It's no secret that Donald Trump made a few enemies while building his Trump International Golf Links, Scotland.
Tour operators who sell golf packages in Ireland said Trump has received a warm Irish welcome since buying the Lodge at Doonbeg in County Clare in February for a reported 15 million euros. But will it last? Trump does have some turf wars potentially looming against another wind farm and supporters of the rare snail that derailed Greg Norman's original vision for his links course at Doonbeg.
Marty Carr, the CEO of Carr Golf Travel, said the fact that Doonbeg previously had a popular American owner (Kiawah Partners of South Carolina) should help Trump. The 500-acre property along the Atlantic Ocean will eventually be rebranded the Trump International Golf Links, Ireland.
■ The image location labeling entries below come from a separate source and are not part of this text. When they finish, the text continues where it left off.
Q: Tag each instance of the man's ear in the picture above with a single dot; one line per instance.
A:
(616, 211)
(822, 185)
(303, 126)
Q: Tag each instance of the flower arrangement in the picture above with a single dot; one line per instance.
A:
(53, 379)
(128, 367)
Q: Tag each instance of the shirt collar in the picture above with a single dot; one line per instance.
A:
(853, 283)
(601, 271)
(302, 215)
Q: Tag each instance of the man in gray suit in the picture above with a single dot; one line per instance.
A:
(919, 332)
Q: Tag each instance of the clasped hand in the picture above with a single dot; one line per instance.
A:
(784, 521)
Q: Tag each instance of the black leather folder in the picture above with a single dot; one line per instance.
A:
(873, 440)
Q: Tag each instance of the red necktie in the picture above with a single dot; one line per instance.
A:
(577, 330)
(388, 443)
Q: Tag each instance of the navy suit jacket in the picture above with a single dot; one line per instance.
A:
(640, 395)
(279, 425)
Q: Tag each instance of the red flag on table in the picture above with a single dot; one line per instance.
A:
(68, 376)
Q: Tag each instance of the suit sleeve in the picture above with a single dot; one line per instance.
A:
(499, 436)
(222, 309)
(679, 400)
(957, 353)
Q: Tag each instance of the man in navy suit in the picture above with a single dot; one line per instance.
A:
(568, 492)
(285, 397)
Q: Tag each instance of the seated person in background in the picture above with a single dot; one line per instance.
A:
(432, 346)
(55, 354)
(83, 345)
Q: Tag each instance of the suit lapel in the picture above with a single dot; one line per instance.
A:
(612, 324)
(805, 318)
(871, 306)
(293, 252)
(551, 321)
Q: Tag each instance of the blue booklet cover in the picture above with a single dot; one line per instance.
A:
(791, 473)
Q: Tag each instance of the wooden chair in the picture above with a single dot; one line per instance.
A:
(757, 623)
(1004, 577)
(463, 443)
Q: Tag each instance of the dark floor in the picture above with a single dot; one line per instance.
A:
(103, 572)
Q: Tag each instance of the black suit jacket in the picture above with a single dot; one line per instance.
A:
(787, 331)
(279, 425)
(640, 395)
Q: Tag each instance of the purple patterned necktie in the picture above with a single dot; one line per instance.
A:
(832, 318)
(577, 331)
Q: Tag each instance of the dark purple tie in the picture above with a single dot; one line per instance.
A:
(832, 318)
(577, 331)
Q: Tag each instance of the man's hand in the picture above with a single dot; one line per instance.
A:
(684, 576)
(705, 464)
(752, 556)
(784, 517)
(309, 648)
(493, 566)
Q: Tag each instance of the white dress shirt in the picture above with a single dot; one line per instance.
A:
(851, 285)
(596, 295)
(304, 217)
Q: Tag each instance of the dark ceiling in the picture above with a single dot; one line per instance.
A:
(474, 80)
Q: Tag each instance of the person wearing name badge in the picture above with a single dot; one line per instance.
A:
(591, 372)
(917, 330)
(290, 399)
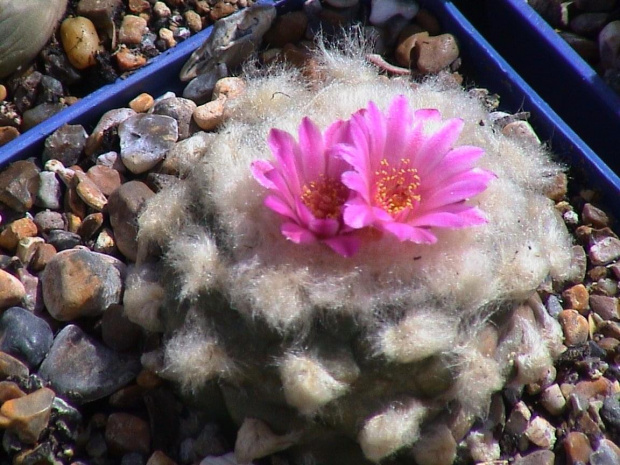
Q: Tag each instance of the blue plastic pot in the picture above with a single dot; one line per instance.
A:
(483, 65)
(554, 70)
"The Irish are very resilient and open minded," Carr said. "We are closer to Americans than the Scottish. We are like the 51st state. There is a greater appreciation and understanding of what comes with (American ownership). In Scotland, he was taking on the planners with a new build. Doonbeg is already there. The previous builders and developers were well liked. You have one American owner (transferring) to another. That will stabilize jobs. The majority of people are happy and appreciate and accept this."
Trump has already hired Martin Hawtree, his designer at Trump International Golf Links, Scotland , to possibly completely rebuild Doonbeg's links and to address costly erosion caused by winter storms. Hawtree is well respected in Ireland for his work on legendary links at Lahinch , Royal Dublin and Portmarnock . Trump and Hawtree could attempt to design new holes into the dunes originally off limits to Norman: 51 acres of grey dunes and other now-fenced-in areas home to the Vertigo angustior, a microscopic snail listed for protection under the European Union's Habitats Directive.
"In my views, there is no better man to work on the links than Hawtree," Carr said. "I expect to see changes. I'm not sure how much the snail will make it difficult. I'm not sure what the state of things is there. Mr. Trump is not used to taking no."
Case in point: Trump scaled back his plans in Scotland after losing a legal challenge over an offshore wind farm. A vote to erect nine wind turbines two kilometers south of the village of Doonbeg could take place later this month, another potential snag in Trump's vision for his new resort.
No matter what happens, Trump's name recognition should ultimately help a struggling Irish golf market rebound quicker, according to Gordon Dalgleish, the president and co-founder of PerryGolf, a luxury tour operator.
"The last few years Ireland hasn't rebounded like Scotland" when it comes to golf tourism, he said. "It doesn't hurt that someone as high profile as Trump is engaged."
Justin Farrell, who founded the Links of Ireland in 2013, agreed.
"There is no doubt that Ireland will benefit from the considerable resources and marketing campaign the Trump Organization will put in place to promote both their Scottish and Irish resorts. I believe the more companies out there promoting Ireland, the better.